Lilian is the author of Web of Angels, a novel about a mom with DID (multiple personalities). She's also the author of the historical novels, The River Midnight and The Singing Fire, about secrets, friendship and motherhood in 19th century Poland and London.

14 thoughts on “*Kobo Review

  1. I’ve only ever once seen a real ereader – a kindle – and the thing I couldn’t get beyond was the smallness of the screen. It wasn’t equal to a page of a book (or not unless you made the type so tiny it was illegible). And somehow I just felt I was reading on a toy, or being patronised in some way. I know, bizarre emotional reaction! I do think there are definite good points about ereaders, but I cannot get myself to the stage of actually liking them.

  2. I haven’t heard of a Kobo before. I don’t think e-readers will replace printed books – definitely not for me anyway, although I am getting a Kindle. I hope it’ll arrive today. We gave our son one for Christmas and he has been singing it’s praises. He came to stay over New Year and I rarely saw him without it in his hand or close by him!
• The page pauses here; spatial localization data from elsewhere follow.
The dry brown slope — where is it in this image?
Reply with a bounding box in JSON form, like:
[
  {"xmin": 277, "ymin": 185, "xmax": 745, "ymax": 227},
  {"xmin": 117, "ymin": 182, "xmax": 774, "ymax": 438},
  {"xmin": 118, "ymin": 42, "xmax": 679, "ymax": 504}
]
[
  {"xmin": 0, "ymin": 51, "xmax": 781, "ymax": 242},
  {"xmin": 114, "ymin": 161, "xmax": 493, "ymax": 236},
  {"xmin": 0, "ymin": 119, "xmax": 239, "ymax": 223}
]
    I’ve been wondering about getting one for ages and finally am persuaded – glad you like your Kobo. What a good idea to make your own cover out of clothing that no longer fits – I have quite a lot of that! 🙂

  3. Litlove, those things matter. I love the tactile feel of the kobo when I’m holding it. And the size of the screen doesn’t bother me. I like the feel and the weight. And now that I have the clip-on light to go with it, I’m purely happy. In fact I’ve ordered a clip on book light on ebay for my paper books, too. At some point a reading device may come out that is just the ticket for you. And if not so what? As long as you keep reading and blogging I’m happy! 🙂

    Margaret, any book I love I will get in paper even if I read it first electronically. As my older d said this morning, wanting to get a paper newspaper rather than reading it online, “it’s more realistic.” But do let us know how you get on with the kindle!

  4. Thanks Dorothy. About the faster reading, I think that it’s more comfortable to hold and the smaller screen gives me more focus. I’ve read that people who are dyslexic find reading on an iphone easier for that reason. I’m not dyslexic, but my mind does wander all over, less so with the kobo. I was reading this evening from a paper book of essays and thinking how much more comfortable the Kobo was when i was reading the book that the essays are about.

  5. I’ve had the Sony e-reader for while, and then my husband got me a Nook for Christmas. The Sony is very difficult to me to read because of lighting issues. It seemed too dark. The Nook has no such problems, and I can change contrast and font size and style with ease.

    I can carry the Nook easily in my purse (which is great). I can also take lots of books with me when I travel (which is great). And I do seem to read faster on an e-reader. I don’t quite know why.

    But when I’m home, I still prefer books. I don’t think I’ll ever get over that 🙂

    And I really LOVE the case you made 🙂

    1. Thanks Becca. 🙂 I got a clip-on light for the Kobo, which I like so much, I’ve ordered a clip-on light for my paper books. The Nook I think you mentioned on your blog is colour? I find the backlighting bothers my eyes after a while. I can use my computer all day for writing, but it bothers me when I’m reading anything longer than an article. I wonder why.

  6. I have the new Sony readers that came out late last year. They have the new screen the Kindle 3 also uses. It’s quite nice, but the 5″ one is really good. The smallness is what makes it so lovable. Your handmade case looks nice, but I don’t think it beats the case I have for my reader. It opens and closes, like a book, and it uses magnets to keep closed. Yes, MAGNETS. The Sony readers have an aluminum casing, and apparently it’s safe to use. (Regular storage media like hard drives with moving parts inside are sensitive to magnets and can have their stuff deleted if they get too close to it, but I guess with flash drives like those used on small devices, i.e. e-readers, it is safe.)